On January 3, Jefferies analyst Jonathan Petersen upgraded Healthpeak Properties from Hold to Buy. He also raised his price target significantly from $23 to $29. With the latest closing price of $27.32, this represents a potential profit of 6.1%.

In 2022, Healthpeak Properties had a negative total return of over 27%, but the stock is up 7.39% since January 1st.

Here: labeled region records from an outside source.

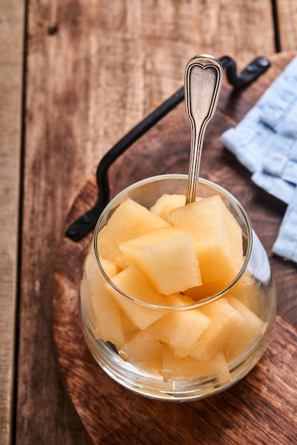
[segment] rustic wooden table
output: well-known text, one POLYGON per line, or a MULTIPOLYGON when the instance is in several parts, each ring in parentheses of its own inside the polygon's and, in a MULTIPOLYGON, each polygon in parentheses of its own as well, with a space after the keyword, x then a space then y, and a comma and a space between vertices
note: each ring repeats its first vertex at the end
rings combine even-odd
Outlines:
POLYGON ((88 442, 56 356, 53 277, 99 161, 182 85, 192 56, 228 55, 240 69, 296 51, 296 23, 294 0, 2 0, 1 445, 88 442))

Realty Trust Doctors (NYSE: DOC) owns and operates a diverse group of 290 healthcare facilities in 32 states. Most of them are medical offices rented out to doctors.

On December 14, an analyst at Keybanc Capital Markets Inc. Todd Thomas upgraded Physicians Realty Trust rating from sector weight to overweight. He announced a price target of $17. With a recent closing price of $15.24, this means an 11.5% upside potential.

On December 22, Physicians Realty Trust announced that its Board of Trustees declared a quarterly dividend of $0.23 per share, the 38th consecutive quarterly dividend.

In its third quarter operating results, Physicians Realty Trust reported revenue of $131.5 million, up 14.1% from the third quarter of 2021, and normalized cash from operations of $0.26 USA, which corresponds to the results of the third quarter of 2021. the sale of three properties in Great Falls, Montana for $116.3 million generated a net gain of $53.9 million.

Trust in Physicians Realty grew by 7.28% in 2023.

Keep in mind that despite these updates, analysts are not always right and investors should do their own research before buying any stock.